Update on REDD+ in Mongolia
When most people think of REDD+, they think of tropical forests. However REDD+ is a mechanism in which all forested developing countries can participate. Mongolia, a country with significant boreal forest cover, is now engaging in a number of activities to develop a National REDD+ Roadmap.
From 16-29 November 2011, a UN-REDD Programme team visited Mongolia to provide technical assistance and training on REDD+, and to conduct consultations with regional and local stakeholder.
During the mission, the UN-REDD Programme team worked closely with Mongolia’s National REDD+ Taskforce. The Taskforce was established by Government decree in September 2011 to guide the development of the National REDD+ Roadmap. It now has 20 members and includes a broad range of representatives from different government sectors, the private sector and civil society.
Two sub-national or local consultation events also took place in Baruunharaa, Selenge province, located 200 kilometres north of the capital, Ulaanbaatar - which has been identified as the source of more than 60 per cent of legally and illegally harvested timber in Mongolia. More than 50 people attended the regional workshop in Baruunharaa, held on 20 November 2011, from both regional and local government forest units, as well as from many forest user groups (FUGs).

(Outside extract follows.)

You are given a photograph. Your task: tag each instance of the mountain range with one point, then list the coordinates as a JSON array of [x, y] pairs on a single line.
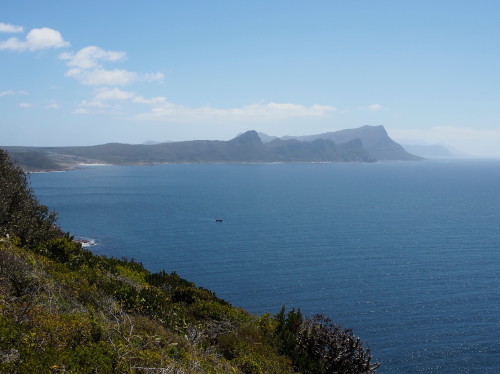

The following day, a direct consultation session was held in a rural area with representatives from three community-based Forest User Groups (Khurgalag, Baingal Eej and Ulziit Ovoo) based in Mandal soum. The purpose of the consultation was to briefly introduce the concept of REDD+, and to understand the capacity and governance challenges facing FUGS in Mongolia. To date, FUGs have proved to be highly effective in controlling forest fires in their areas through community monitoring and controlling access to forest areas. The FUGs expressed a need for additional funding and assistance to help them improve forest law enforcement.
At the request of the Forest Agency, a representative from FAO held a two-day specialized training session on 28-29 November 2011 in Ulaanbaatar specifically on REDD+ Monitoring and Measurement, Reporting and Verification (MRV), with financial support from UNDP Mongolia. The training was widely attended by more than 50 people from government (national and provincial), academia, development partners and NGOs. Day 1 focused on the international policy context and technical requirements of REDD+ implementation; while Day 2 shifted the focus to the Mongolian context, with break-out groups discussing existing relevant technical capacities, institutional arrangements, national circumstances and drivers of – and solutions to – deforestation and forest degradation. The discussions initiated at this event mark an important step in building context-specific capacity for REDD+ implementation in Mongolia.
“The permafrost is changing and more trees are being blown over by the wind. The rivers are drying up and there is less surface water.”
-Observation from a participant at a recent UN-REDD Programme workshop, when asked whether or not they had observed any changes in climate recently.
Alarmingly, the impacts of climate change are already apparent in Mongolia, with the country experiencing an increase in average annual temperature of more than 2°C over the past 70 years. According to the "Mongolia: Assessment Report on Climate Change 2009", Climate change models predict that the Gobi Desert, located in the south of Mongolia, will continue its inexorable creep towards the boreal forests in the north. Recognizing the importance of adaptation for Mongolia, the UN-REDD Programme mission was also arranged to coincide with the German Agency for International Cooperation's ‘Second Conference on Climate Change Adaptation’ held in Ulaanbaatar on 17-18 November 2011, where the UN-REDD Programme and UNDP Mongolia gave a presentation entitled, focusing on how REDD+ can assist Mongolia with climate change adaptation.
The UN-REDD Programme team is supported by the UNDP Country Office in Mongolia. The Programme's work in Mongolia is funded by the Government of Japan through the UN-REDD Programme’s Tier 2 programme.